Lagere rentelast ondanks toegenomen schuld

De overheidsschuld kwam in het tweede kwartaal van 2011 uit op 383 miljard euro. Hoewel de schuld fors hoger ligt dan voor het uitbreken van de kredietcrisis in 2007, is de rentelast op jaarbasis afgenomen. In vergelijking met de andere eurolanden is de rentelast in Nederland betrekkelijk laag.

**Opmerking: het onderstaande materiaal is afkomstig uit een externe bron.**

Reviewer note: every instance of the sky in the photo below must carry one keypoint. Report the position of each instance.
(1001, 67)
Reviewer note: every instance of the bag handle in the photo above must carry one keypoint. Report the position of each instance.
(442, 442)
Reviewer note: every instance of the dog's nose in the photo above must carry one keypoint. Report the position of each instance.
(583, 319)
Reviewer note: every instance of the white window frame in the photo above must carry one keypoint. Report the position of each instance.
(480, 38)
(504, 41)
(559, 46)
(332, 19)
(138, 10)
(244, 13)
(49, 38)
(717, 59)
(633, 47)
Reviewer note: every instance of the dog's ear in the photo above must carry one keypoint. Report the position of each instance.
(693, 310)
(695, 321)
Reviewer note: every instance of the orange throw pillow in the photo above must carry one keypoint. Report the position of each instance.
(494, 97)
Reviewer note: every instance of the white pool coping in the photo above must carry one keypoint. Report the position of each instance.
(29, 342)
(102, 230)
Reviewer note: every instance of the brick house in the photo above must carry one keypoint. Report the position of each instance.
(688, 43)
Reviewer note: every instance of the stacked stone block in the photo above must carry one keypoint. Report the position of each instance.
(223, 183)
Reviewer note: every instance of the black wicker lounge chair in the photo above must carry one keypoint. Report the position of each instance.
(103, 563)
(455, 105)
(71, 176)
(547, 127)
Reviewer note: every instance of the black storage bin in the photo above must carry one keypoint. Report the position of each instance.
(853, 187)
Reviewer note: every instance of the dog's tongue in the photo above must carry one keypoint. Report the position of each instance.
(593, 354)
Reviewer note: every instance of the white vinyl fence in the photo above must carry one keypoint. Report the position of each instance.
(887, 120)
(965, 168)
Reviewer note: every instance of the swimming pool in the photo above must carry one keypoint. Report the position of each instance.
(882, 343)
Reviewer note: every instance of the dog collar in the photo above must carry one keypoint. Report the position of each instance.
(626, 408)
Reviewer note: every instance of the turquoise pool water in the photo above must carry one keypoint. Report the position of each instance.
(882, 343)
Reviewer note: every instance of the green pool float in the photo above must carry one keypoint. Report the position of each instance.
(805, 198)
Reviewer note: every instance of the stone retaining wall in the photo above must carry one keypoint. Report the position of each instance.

Laagste rentelast sinds 1983

In de eerste helft van 2011 was de overheidsschuld ongeveer 120 miljard euro hoger dan eind 2007. De rentelast op jaarbasis was in de eerste helft van dit jaar echter ruim 1 miljard euro lager. Dit komt doordat de Nederlandse overheid, onder meer als gevolg van de grote vraag naar Nederlandse staatsobligaties, tegen historisch lage rentetarieven kan lenen. Ondanks de toegenomen schuld is de totale rentelast hierdoor toch gedaald. De rentelast was in de eerste helft van 2011 zelfs de laagste sinds 1983.

Overheidsschuld en rentelast

Overheidsschuld en rentelast

Rentedruk in Nederland onder het gemiddelde in de eurozone

Ook uitgedrukt als percentage van de totale overheidsuitgaven was er sprake van een lagere rentelast vergeleken met vóór de crisis. Zo waren de rentebetalingen in het tweede kwartaal van 2007 nog goed voor 4,5 procent van de totale uitgaven, in het tweede kwartaal van dit jaar was dat 3,8 procent. Hiermee zit Nederland ruim onder het gemiddelde van de eurolanden van 5,9 procent.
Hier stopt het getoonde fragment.